Et puis soyons clairs : c’est le droit de chacun de considérer que leur(s) dieu(x) leur interdi(sen)t les représentations d’êtres vivants, de Mahomet, ou encore la musique, la viande de porc, et j’en passe. En revanche, ce n’est absolument pas leur droit d’imposer ces interdictions aux autres. Si toute représentation de Mahomet offense la religion musulmane, alors pourquoi ne pas interdire aussi toute peinture, photo, vidéo d’êtres vivants, toute musique, et la consommation de porc pour ne pas manquer de respect aux musulmans ? Il faut faire la différence entre les obligations et interdictions que l’on s’impose à soi-même, et la liberté des autres de vivre comme ils le souhaitent à côté. Si je déjeune avec un ami musulman, je peux choisir de ne pas manger de jambon par respect pour lui, mais c’est également mon droit de décider d’en manger, tout comme avec un ami végétarien !

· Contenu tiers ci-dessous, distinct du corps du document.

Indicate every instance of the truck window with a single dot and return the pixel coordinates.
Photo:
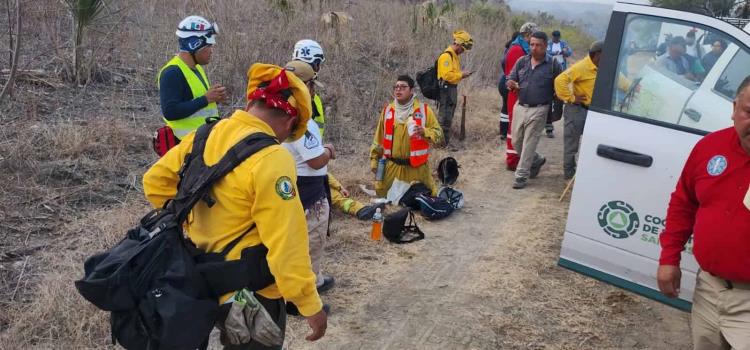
(730, 79)
(662, 63)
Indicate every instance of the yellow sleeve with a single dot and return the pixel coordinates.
(623, 83)
(334, 183)
(160, 181)
(448, 70)
(564, 85)
(276, 197)
(376, 149)
(432, 131)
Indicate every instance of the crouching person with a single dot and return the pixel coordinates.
(257, 202)
(406, 132)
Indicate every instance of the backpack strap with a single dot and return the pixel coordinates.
(196, 178)
(411, 228)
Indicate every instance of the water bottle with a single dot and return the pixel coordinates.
(381, 170)
(377, 225)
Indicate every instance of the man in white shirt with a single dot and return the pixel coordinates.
(312, 157)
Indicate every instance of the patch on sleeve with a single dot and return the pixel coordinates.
(311, 141)
(285, 188)
(716, 165)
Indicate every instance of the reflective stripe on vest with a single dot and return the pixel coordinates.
(319, 119)
(184, 126)
(419, 148)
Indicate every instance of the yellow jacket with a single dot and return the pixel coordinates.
(578, 80)
(432, 132)
(449, 66)
(260, 191)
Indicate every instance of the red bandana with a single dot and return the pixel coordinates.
(271, 94)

D’autre part, l’interdiction des représentations n’est pas l’apanage historique de l’islam. Le christianisme comme le judaïsme ont une tradition d’iconoclasme, inspirée du deuxième commandement : « Tu ne te feras point d’image taillée, ni de représentation quelconque des choses qui sont en haut dans les cieux, qui sont en bas sur la terre, et qui sont dans les eaux plus bas que la terre. Tu ne te prosterneras point devant elles, et tu ne les serviras point. » Selon les traductions, l’expression « image taillée » peut être remplacée par « idole ». Certains font ainsi une différence entre « idole » (interdite) et « icône » (autorisée car associée au culte du Dieu unique). Lors de la Querelle des images de 723 à 843, les empereurs byzantins interdisent et font détruire toute icône du Christ ou des saints. La Réforme protestante a également donné lieu à la destruction d’un certain nombre de représentations, dont la vénération était considérée comme relevant du paganisme. L'iconoclasme a également eu de beaux jours avec divers rois, pharaons égyptiens etc. qui détruisaient les effigies de leurs ennemis ou prédécesseurs. Je précise tout cela pour ne surtout pas pouvoir donner l'impression d'attaquer la communauté musulmane plus qu'une autre, surtout vu les amalgames que certains font en ce moment, en disant que quelle que soit la religion ou l'idéologie dont ils se réclament, tous ceux qui veulent détruire ou interdire l'art sombrent pour moi dans l'obscurantisme.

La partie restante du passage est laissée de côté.